Five women who changed the way we travel

On International Women's Day March 8, five extraordinary women are highlighted for their pioneering achievements in travel. From the first female pilot on commercial flights to Ghana's first female taxi driver, they broke barriers. These stories illustrate how bold women expanded travel freedoms.

Travel for women was long restricted. In Germany, women could only get a driver's license without spousal permission in 1958, work independently in 1977, and take night jobs in 1992. Five women challenged these norms.

Nina Sedano from Frankfurt am Main became the first German to visit all 193 UN states in 2011, reaching Turkmenistan as the 193rd on September 30—at age 46, the youngest. She began her world trip from Ukraine in late 2002, authored books, and gives lectures. Now she targets all 1154 UNESCO World Heritage sites, having visited half.
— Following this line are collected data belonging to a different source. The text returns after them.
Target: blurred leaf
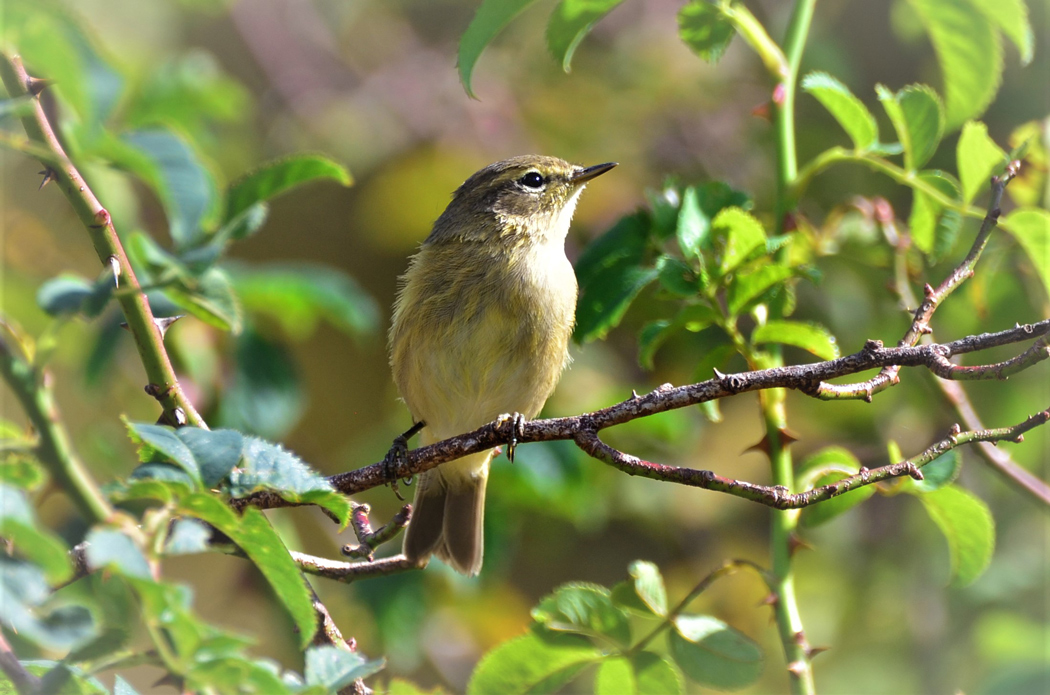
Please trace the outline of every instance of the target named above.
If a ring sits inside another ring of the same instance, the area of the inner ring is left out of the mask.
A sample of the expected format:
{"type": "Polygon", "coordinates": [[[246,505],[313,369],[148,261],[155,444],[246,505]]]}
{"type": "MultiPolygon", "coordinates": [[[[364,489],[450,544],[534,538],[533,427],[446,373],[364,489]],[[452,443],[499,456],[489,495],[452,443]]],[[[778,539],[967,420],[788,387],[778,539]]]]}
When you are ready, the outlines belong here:
{"type": "Polygon", "coordinates": [[[208,268],[199,277],[164,289],[173,302],[201,321],[234,335],[243,328],[243,312],[230,276],[208,268]]]}
{"type": "Polygon", "coordinates": [[[302,340],[327,321],[347,335],[371,333],[379,309],[357,282],[338,268],[320,264],[233,268],[233,284],[244,308],[276,319],[302,340]]]}
{"type": "Polygon", "coordinates": [[[235,344],[234,374],[219,403],[219,422],[278,439],[299,421],[305,395],[288,350],[254,330],[235,344]]]}
{"type": "Polygon", "coordinates": [[[85,556],[91,569],[109,569],[125,577],[152,579],[146,556],[124,533],[96,526],[84,540],[88,544],[85,556]]]}
{"type": "Polygon", "coordinates": [[[0,99],[0,117],[25,116],[33,112],[36,97],[31,94],[15,99],[0,99]]]}
{"type": "Polygon", "coordinates": [[[853,141],[853,147],[866,150],[879,141],[875,117],[846,85],[826,72],[811,72],[802,78],[802,89],[812,94],[835,117],[853,141]]]}
{"type": "Polygon", "coordinates": [[[839,356],[839,346],[835,337],[823,326],[799,321],[770,321],[756,326],[751,332],[751,342],[781,343],[794,345],[812,352],[822,360],[833,360],[839,356]]]}
{"type": "Polygon", "coordinates": [[[335,692],[358,678],[378,673],[385,665],[383,659],[369,661],[361,654],[329,644],[310,647],[306,650],[306,683],[323,685],[335,692]]]}
{"type": "Polygon", "coordinates": [[[243,456],[242,466],[230,474],[232,497],[270,490],[289,502],[316,504],[335,514],[340,523],[347,523],[350,502],[292,452],[278,444],[245,437],[243,456]]]}
{"type": "Polygon", "coordinates": [[[654,615],[667,615],[667,589],[660,568],[645,560],[635,560],[627,570],[634,594],[654,615]]]}
{"type": "Polygon", "coordinates": [[[602,636],[624,647],[631,641],[627,614],[597,584],[563,584],[532,609],[532,619],[548,630],[602,636]]]}
{"type": "Polygon", "coordinates": [[[602,17],[623,0],[561,0],[547,22],[547,48],[565,72],[573,53],[602,17]]]}
{"type": "Polygon", "coordinates": [[[944,135],[944,107],[937,92],[924,84],[913,84],[896,94],[875,85],[879,101],[890,117],[904,149],[904,168],[916,171],[937,151],[944,135]]]}
{"type": "Polygon", "coordinates": [[[209,243],[225,245],[229,241],[247,239],[262,229],[269,216],[270,206],[266,203],[256,203],[219,227],[209,243]]]}
{"type": "Polygon", "coordinates": [[[785,265],[762,265],[751,272],[738,272],[729,283],[726,303],[730,316],[739,316],[751,308],[753,301],[770,287],[794,275],[794,270],[785,265]]]}
{"type": "MultiPolygon", "coordinates": [[[[803,490],[814,490],[824,485],[837,483],[860,471],[860,461],[847,449],[829,446],[806,457],[799,465],[799,485],[803,490]]],[[[799,524],[814,527],[846,512],[875,494],[874,485],[865,485],[855,490],[805,507],[799,516],[799,524]]]]}
{"type": "Polygon", "coordinates": [[[718,62],[735,34],[733,23],[707,0],[693,0],[678,11],[678,36],[709,63],[718,62]]]}
{"type": "Polygon", "coordinates": [[[555,692],[602,652],[577,635],[529,632],[481,657],[467,695],[526,695],[555,692]]]}
{"type": "Polygon", "coordinates": [[[628,215],[584,249],[576,261],[580,298],[574,339],[602,338],[620,323],[638,293],[657,277],[642,265],[649,244],[649,216],[628,215]]]}
{"type": "Polygon", "coordinates": [[[699,291],[696,274],[684,261],[673,256],[656,259],[660,285],[679,297],[695,297],[699,291]]]}
{"type": "Polygon", "coordinates": [[[1050,292],[1050,212],[1039,208],[1020,208],[999,226],[1010,232],[1035,266],[1043,287],[1050,292]]]}
{"type": "Polygon", "coordinates": [[[988,187],[992,174],[999,173],[997,170],[1006,164],[1006,153],[988,137],[988,126],[969,121],[959,136],[956,159],[963,203],[968,205],[981,189],[988,187]]]}
{"type": "Polygon", "coordinates": [[[448,695],[448,692],[440,685],[436,685],[430,690],[423,690],[423,688],[404,678],[391,678],[386,695],[448,695]]]}
{"type": "Polygon", "coordinates": [[[653,357],[678,327],[670,321],[650,321],[638,334],[638,364],[643,369],[653,368],[653,357]]]}
{"type": "MultiPolygon", "coordinates": [[[[10,437],[4,442],[6,445],[17,446],[24,442],[27,448],[36,446],[35,439],[28,437],[23,439],[21,431],[15,429],[13,423],[3,422],[3,424],[12,427],[3,433],[6,437],[10,437]]],[[[32,492],[46,481],[47,474],[44,473],[44,468],[33,456],[19,451],[0,452],[0,483],[32,492]]]]}
{"type": "Polygon", "coordinates": [[[594,673],[594,695],[635,695],[639,693],[631,662],[621,657],[602,660],[594,673]]]}
{"type": "Polygon", "coordinates": [[[186,672],[186,688],[190,692],[266,693],[291,695],[293,690],[280,678],[279,667],[262,659],[250,659],[240,654],[212,657],[208,649],[197,656],[186,672]]]}
{"type": "Polygon", "coordinates": [[[176,519],[164,544],[166,555],[193,555],[208,550],[211,529],[196,519],[176,519]]]}
{"type": "MultiPolygon", "coordinates": [[[[970,2],[909,0],[926,29],[944,76],[945,129],[984,113],[1003,73],[998,31],[970,2]]],[[[965,190],[965,186],[964,186],[965,190]]]]}
{"type": "Polygon", "coordinates": [[[1021,54],[1021,65],[1032,62],[1035,37],[1028,21],[1028,6],[1024,0],[969,0],[984,13],[985,18],[1013,41],[1021,54]]]}
{"type": "Polygon", "coordinates": [[[956,485],[945,485],[918,497],[948,541],[952,585],[973,583],[988,567],[995,551],[995,521],[987,505],[956,485]]]}
{"type": "Polygon", "coordinates": [[[4,484],[0,484],[0,538],[10,544],[9,551],[40,567],[48,582],[60,584],[73,575],[66,544],[37,522],[24,492],[4,484]]]}
{"type": "Polygon", "coordinates": [[[133,171],[164,204],[175,248],[192,245],[200,238],[206,218],[215,211],[215,179],[186,140],[170,130],[136,130],[126,133],[124,141],[146,155],[145,160],[138,161],[147,166],[133,171]]]}
{"type": "Polygon", "coordinates": [[[87,280],[72,275],[51,278],[36,293],[36,303],[51,316],[75,314],[91,296],[87,280]]]}
{"type": "MultiPolygon", "coordinates": [[[[959,200],[959,184],[950,174],[933,169],[920,171],[916,178],[933,186],[953,200],[959,200]]],[[[939,258],[950,249],[962,218],[954,210],[946,210],[940,203],[922,191],[913,191],[914,199],[908,227],[915,246],[923,253],[939,258]]]]}
{"type": "Polygon", "coordinates": [[[917,492],[933,492],[955,482],[961,468],[962,460],[959,452],[949,449],[922,467],[922,480],[906,478],[904,486],[906,489],[917,492]]]}
{"type": "Polygon", "coordinates": [[[118,674],[113,679],[113,695],[139,695],[139,693],[118,674]]]}
{"type": "Polygon", "coordinates": [[[153,463],[169,461],[193,478],[200,485],[201,470],[197,459],[186,444],[175,435],[170,427],[150,425],[145,422],[125,422],[128,436],[138,445],[139,461],[153,463]]]}
{"type": "Polygon", "coordinates": [[[632,662],[639,693],[685,694],[682,674],[670,661],[659,654],[640,652],[632,659],[632,662]]]}
{"type": "Polygon", "coordinates": [[[722,274],[736,268],[748,255],[766,243],[762,223],[741,208],[727,207],[711,222],[713,236],[722,244],[722,274]]]}
{"type": "Polygon", "coordinates": [[[241,460],[244,438],[236,430],[180,427],[175,436],[193,454],[205,487],[218,485],[241,460]]]}
{"type": "Polygon", "coordinates": [[[1042,120],[1023,123],[1010,133],[1010,146],[1013,151],[1011,159],[1024,159],[1025,165],[1020,173],[1010,182],[1006,192],[1019,207],[1039,207],[1046,191],[1048,157],[1046,138],[1047,124],[1042,120]],[[1027,146],[1027,147],[1025,147],[1027,146]],[[1027,149],[1023,157],[1016,152],[1018,148],[1027,149]]]}
{"type": "Polygon", "coordinates": [[[762,674],[762,650],[709,615],[680,615],[670,633],[671,656],[691,680],[719,690],[743,688],[762,674]]]}
{"type": "Polygon", "coordinates": [[[257,203],[318,179],[330,179],[343,186],[353,183],[343,165],[323,155],[300,154],[268,162],[230,186],[224,222],[230,222],[257,203]]]}
{"type": "Polygon", "coordinates": [[[690,186],[682,192],[682,206],[678,210],[678,224],[675,227],[682,255],[703,263],[701,250],[710,247],[710,232],[711,218],[700,209],[696,189],[690,186]]]}
{"type": "Polygon", "coordinates": [[[470,20],[470,26],[459,39],[459,79],[463,82],[463,90],[467,96],[476,98],[471,87],[471,78],[481,52],[511,20],[533,2],[534,0],[482,0],[474,19],[470,20]]]}

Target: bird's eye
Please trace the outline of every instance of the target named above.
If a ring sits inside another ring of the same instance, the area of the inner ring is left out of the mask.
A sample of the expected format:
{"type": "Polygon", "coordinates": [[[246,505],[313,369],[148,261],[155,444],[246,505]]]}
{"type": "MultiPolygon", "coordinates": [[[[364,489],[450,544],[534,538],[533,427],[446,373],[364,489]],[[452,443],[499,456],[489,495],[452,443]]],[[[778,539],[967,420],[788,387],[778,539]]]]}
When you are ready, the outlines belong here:
{"type": "Polygon", "coordinates": [[[543,184],[546,183],[543,176],[538,171],[530,171],[522,176],[519,181],[521,182],[521,185],[526,188],[543,188],[543,184]]]}

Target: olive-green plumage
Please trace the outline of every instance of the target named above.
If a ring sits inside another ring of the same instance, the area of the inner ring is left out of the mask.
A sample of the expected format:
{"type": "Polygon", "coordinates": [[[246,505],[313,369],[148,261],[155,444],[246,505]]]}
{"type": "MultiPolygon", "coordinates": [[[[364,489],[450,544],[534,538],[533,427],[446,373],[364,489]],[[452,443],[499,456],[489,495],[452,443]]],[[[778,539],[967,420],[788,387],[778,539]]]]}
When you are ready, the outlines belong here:
{"type": "MultiPolygon", "coordinates": [[[[576,276],[565,235],[584,169],[526,155],[491,164],[456,190],[401,278],[390,328],[394,381],[423,444],[502,414],[539,413],[568,362],[576,276]]],[[[420,476],[405,555],[481,569],[493,452],[420,476]]]]}

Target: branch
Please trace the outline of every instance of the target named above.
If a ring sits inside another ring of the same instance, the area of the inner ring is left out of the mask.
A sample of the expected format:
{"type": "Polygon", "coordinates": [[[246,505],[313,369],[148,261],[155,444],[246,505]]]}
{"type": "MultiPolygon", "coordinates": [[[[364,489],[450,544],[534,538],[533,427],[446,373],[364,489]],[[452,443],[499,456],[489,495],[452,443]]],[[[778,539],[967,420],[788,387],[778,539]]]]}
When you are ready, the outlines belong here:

Japanese Junko Tabei summited Mount Everest as the first woman in 1975, 22 years after the first man. At 30, she founded a women's climbing club; despite pregnancy, she reached the peak on May 16 with a 15-member group funded by sponsors. In 1992, she was the first woman to conquer the Seven Summits.

Rita Maiburg piloted a DLT passenger flight in 1976 as Germany's first, at age 24. The announcement stated: 'On behalf of Captain Maiburg, welcome aboard.' Rejected by Lufthansa, she died in a car accident in 1977. It was not until 2000 that Evi Hetzmannseder and Nicola Lisy flew solo for Lufthansa.

Esenam Nyador became Ghana's first female taxi driver, operating as 'Miss Taxi Ghana' in Accra to protect women from abuse by male drivers. Despite rejections, she formed her own union and trains female drivers, supported by GIZ. Some graduates now work in the UAE.

Jane Goodall traveled to Kenya at 23 in 1957, researched chimpanzees, and established Tanzania's Gombe National Park. Without a formal degree, she earned a Cambridge PhD. She launched projects like Roots & Shoots and Great Ape Project. Goodall died on October 1, 2025, at age 91.